The sapphire waters of the Ionian Sea welcome you to paradise. Kefalonia, Corfu, Zante, Lefkada, Ithaca, and Paxi. All of these holiday destinations are wonderful. The major islands of the Ionian lived for centuries under Venetian rule and it shows in their castles and churches. Carpeted with olive trees, pines and vineyards, they are fertile and green, a stunning setting for their award-winning white-sand beaches and peacock-blue waters. You’ll also find that the hospitable citizens have music in their souls. On land, you’ll want to explore the monasteries and mountain villages and seek out waterfalls, hiking trails and scenic routes by car or motorbike.

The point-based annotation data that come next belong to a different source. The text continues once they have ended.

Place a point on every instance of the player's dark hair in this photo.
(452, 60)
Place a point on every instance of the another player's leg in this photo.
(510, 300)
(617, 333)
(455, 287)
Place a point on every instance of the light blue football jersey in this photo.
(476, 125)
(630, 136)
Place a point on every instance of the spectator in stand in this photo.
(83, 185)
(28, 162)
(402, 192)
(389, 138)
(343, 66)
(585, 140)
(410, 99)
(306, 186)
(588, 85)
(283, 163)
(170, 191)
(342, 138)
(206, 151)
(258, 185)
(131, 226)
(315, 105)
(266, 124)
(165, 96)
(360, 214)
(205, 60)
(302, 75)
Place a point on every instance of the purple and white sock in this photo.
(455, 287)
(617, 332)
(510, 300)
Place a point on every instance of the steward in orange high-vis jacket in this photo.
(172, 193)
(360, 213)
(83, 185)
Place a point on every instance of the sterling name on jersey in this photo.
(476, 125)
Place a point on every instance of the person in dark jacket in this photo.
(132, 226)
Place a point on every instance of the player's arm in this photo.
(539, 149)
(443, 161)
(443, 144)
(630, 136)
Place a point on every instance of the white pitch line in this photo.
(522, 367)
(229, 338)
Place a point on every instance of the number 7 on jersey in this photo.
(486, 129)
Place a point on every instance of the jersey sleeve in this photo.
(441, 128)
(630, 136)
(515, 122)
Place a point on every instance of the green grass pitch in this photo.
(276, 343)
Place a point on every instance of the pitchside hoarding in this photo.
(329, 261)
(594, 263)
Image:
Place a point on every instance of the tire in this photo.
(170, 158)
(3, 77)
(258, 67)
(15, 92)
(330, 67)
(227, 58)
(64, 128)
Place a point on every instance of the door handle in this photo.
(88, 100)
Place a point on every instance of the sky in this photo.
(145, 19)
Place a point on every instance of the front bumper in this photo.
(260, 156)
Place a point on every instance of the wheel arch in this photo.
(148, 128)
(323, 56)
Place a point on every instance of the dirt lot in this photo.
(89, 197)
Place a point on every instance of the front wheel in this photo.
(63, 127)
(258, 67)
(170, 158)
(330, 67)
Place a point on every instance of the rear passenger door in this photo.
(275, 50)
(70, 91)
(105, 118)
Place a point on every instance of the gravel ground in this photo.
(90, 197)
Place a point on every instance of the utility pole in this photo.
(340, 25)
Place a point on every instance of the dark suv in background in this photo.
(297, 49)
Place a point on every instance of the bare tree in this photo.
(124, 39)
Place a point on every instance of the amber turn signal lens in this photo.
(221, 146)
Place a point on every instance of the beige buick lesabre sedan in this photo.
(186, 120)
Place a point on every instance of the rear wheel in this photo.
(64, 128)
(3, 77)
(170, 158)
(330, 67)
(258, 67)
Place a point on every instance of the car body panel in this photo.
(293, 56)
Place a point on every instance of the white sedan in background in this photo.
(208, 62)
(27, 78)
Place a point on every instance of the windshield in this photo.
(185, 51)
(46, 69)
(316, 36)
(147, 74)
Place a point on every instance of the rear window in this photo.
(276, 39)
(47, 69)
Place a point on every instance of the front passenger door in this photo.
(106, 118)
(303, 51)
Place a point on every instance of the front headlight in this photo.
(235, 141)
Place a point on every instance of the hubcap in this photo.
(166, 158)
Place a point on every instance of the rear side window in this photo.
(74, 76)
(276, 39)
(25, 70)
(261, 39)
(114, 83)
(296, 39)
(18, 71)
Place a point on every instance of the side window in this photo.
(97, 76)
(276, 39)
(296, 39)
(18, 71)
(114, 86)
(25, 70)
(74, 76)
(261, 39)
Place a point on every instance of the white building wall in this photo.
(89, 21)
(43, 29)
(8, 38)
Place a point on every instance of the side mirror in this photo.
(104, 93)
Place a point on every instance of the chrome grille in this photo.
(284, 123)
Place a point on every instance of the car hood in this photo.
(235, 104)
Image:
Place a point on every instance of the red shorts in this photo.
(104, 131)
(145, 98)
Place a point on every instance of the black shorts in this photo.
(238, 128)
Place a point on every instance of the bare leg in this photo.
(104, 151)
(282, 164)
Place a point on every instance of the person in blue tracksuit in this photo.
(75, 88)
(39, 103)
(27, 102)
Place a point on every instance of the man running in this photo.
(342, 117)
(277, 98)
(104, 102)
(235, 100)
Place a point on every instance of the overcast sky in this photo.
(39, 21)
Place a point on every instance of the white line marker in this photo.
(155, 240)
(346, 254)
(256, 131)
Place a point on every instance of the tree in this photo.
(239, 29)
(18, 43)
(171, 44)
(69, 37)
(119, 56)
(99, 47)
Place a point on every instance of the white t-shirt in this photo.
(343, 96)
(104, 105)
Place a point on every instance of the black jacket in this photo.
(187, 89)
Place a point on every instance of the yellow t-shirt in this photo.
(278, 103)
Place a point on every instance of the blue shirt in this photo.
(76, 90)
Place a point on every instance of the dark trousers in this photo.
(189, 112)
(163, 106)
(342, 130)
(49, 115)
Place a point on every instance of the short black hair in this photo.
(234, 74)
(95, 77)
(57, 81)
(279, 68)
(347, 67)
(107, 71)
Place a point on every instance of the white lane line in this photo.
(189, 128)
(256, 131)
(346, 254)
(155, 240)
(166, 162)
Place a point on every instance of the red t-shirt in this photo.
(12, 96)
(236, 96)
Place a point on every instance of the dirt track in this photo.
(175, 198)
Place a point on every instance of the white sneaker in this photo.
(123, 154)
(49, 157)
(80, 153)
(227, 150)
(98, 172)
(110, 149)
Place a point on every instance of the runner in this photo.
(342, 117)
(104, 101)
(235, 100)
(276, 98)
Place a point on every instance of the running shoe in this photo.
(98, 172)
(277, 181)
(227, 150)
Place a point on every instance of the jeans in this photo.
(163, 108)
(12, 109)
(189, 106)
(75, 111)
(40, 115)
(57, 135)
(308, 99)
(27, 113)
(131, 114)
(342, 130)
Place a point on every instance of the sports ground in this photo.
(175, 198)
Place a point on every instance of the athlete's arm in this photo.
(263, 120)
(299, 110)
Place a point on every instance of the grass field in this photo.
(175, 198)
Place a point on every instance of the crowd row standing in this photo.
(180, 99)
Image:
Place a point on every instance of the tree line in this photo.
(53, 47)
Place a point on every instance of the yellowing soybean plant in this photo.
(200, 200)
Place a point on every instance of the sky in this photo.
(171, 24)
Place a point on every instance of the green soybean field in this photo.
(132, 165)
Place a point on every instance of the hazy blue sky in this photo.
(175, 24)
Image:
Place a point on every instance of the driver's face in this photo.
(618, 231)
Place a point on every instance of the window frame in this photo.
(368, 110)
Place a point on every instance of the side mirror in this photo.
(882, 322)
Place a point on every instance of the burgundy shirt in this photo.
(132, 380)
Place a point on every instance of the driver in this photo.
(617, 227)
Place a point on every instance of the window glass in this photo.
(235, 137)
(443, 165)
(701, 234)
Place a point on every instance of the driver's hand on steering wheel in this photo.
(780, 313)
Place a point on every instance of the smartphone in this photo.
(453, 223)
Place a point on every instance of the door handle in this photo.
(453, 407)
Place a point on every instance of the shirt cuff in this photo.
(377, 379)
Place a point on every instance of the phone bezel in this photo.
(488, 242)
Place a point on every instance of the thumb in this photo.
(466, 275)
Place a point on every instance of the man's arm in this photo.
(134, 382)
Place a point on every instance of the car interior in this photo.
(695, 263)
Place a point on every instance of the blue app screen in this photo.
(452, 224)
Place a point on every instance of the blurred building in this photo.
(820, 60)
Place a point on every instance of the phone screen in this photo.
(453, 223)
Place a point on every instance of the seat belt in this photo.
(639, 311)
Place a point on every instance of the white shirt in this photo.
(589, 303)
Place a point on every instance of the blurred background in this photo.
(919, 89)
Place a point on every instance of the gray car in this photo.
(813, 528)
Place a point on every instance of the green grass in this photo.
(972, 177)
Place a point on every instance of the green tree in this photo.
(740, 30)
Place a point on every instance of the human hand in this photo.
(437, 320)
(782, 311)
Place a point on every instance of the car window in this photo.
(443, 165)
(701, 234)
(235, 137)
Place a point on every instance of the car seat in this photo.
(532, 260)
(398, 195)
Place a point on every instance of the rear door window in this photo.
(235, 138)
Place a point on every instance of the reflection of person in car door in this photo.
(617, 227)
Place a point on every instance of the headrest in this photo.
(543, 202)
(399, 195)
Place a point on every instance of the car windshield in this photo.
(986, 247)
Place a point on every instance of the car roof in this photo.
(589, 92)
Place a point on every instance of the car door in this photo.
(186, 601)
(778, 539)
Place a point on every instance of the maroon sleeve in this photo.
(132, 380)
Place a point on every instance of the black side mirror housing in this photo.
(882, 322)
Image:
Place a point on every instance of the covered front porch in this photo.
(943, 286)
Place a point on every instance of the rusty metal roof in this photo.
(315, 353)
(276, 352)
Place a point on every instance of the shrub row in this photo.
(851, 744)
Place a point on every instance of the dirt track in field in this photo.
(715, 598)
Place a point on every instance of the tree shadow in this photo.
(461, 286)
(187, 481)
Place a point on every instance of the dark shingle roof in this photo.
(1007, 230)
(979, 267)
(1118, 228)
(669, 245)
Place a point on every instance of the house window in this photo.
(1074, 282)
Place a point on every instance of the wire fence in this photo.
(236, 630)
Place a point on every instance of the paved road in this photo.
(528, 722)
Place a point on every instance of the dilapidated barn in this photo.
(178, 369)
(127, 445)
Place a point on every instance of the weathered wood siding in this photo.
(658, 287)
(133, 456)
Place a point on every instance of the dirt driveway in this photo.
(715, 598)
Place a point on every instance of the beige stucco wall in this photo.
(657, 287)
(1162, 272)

Nature lovers can retire to the wetlands for birdwatching or the marine parks for glimpses of elusive monk seals and Loggerhead turtles. As for sailing or cruising, there’s no better place than the Ionian, where the winds are favourable the anchorages safe. Kite and windsurfers already regard the Ionian as THE prime location for their sports.
Celebrated exotic beaches Award winners, the stunning beaches of Lefkada – Engremni, Porto Katsiki, Kathisma – and the Shipwreck beach on Zante are famous the world over. Voutoumi and Vrika on Antipaxi are beloved by boat owners, while Schinos on Ithaca is where the elite meet. Myrtos, on Kefalonia, appears on many posters, its white crescent lapped by milky blue waters and framed by towering cliffs. Then there’s Kaladi on Kythera, and of course Corfu’s much-photographed Paleokastritsa. The Ionian islands have countless other large and small beaches, with a full range of facilities and watersports.
Lands of myths and colourful traditions Mediaeval castles and monasteries, storied buildings and excellent museums – testaments to the rich culture and history of the Ionian islands. On Corfu, Homer’s kingdom of the Phaeacians, popular sights are the city’s Old and New Venetian Forts, the Achillion palace built by Sissy, empress of Austria, and Mon Repos. Outstanding museums include the Asian Art collection in the Palace of St Michael and St George, the Archaeology Museum, the Municipal Gallery and others. Also famous are the island’s marching bands in full regalia, their unusual Easter customs and the processions in honour of patron Saint Spyridon.
On Lefkada you will find one of the most impressive mediaeval buildings in Greece and the island’s most significant attraction, the sturdy 14th century castle of Santa Maura, which guards the entrance across the lagoon from the mainland. Throughout the main town, you’ll notice wonderful examples of 17th and 18th century Ionian baroque churches. Kefalonia too has impressive attractions, such as Venetian fortresses, Mycenaean tombs, Roman mosaics and baroque churches, while Argostoli’s Corgialenios Museum and Library are among the best in Greece. On Zante, the basilica and bell tower of Agios Dionysios remind one of Venice, and the monastery of Agios Georgios ton Gremnon above Shipwreck bay is beautifully preserved. Fans of Byzantine architecture will also want to venture to the Strofades islands, 37 nautical miles off Zante, to see the impressive 13th century monastery fortress there.
Enjoy windsurfing, kitesurfing and sailing in the Ionian islands The larger Ionian Islands are champions when it comes to watersports. Every year Lefkada draws more and more wind- and kitesurfers who find their nirvana at the beaches of Vasiliki and Myli, ranked by some as the best in the Med. Sailors based in Nydri, set off for the nearby smaller islets of Meganisi, Kalamos and Kastos. North of Corfu, the Diapontia islands are very popular destinations with sailors who then make the round of Corfu before heading south to Paxi. Antipaxi, Kioni on Ithaca and Kefalonia’s Fiskardo are beloved destinations for sailing in the Ionian. Indeed, the whole of the Ionian is truly a boon to sailors all summer long. And for those who love to walk or cycle, each island has well-marked trails through green mountains and varied scenery, including the fabulous, 220 km long Corfu trail. Corfu also boasts an 18-hole golf course at Ermones, in the Ropa valley, which besides being challenging and fun, is also one of the biggest in Europe.
Unique cuisine and dishes that have the aroma of the Ionian Sea The Ionian islands will surprise you with their wealth of culinary experience. These islands stand out for their cosmopolitan and sophisticated flavours that characterise their unique cuisine. The most famous dishes from the Corfiot kitchen are sofrito (slow-cooked veal with garlic and parsley), bianco (fish in a white sauce), bourdeto (piquant fish stew) and pastitsada, a rich ragout of veal or chicken with thick pasta. Keep a look out for ginger beer and kumquat liqueur, exclusive to Corfu. In Lefkada and Zante, dinners are frequently accompanied by strolling musicians, who fill the air with delightful Italian-sounding cantadas. On Kefalonia, the piece de resistance is a rich meat pie with lots of extras, on Zante it’s salsa, meat stew with cheese. Here the locals will also offer you a local nougat delicacy called mantolato – and if they don’t, just ask for it!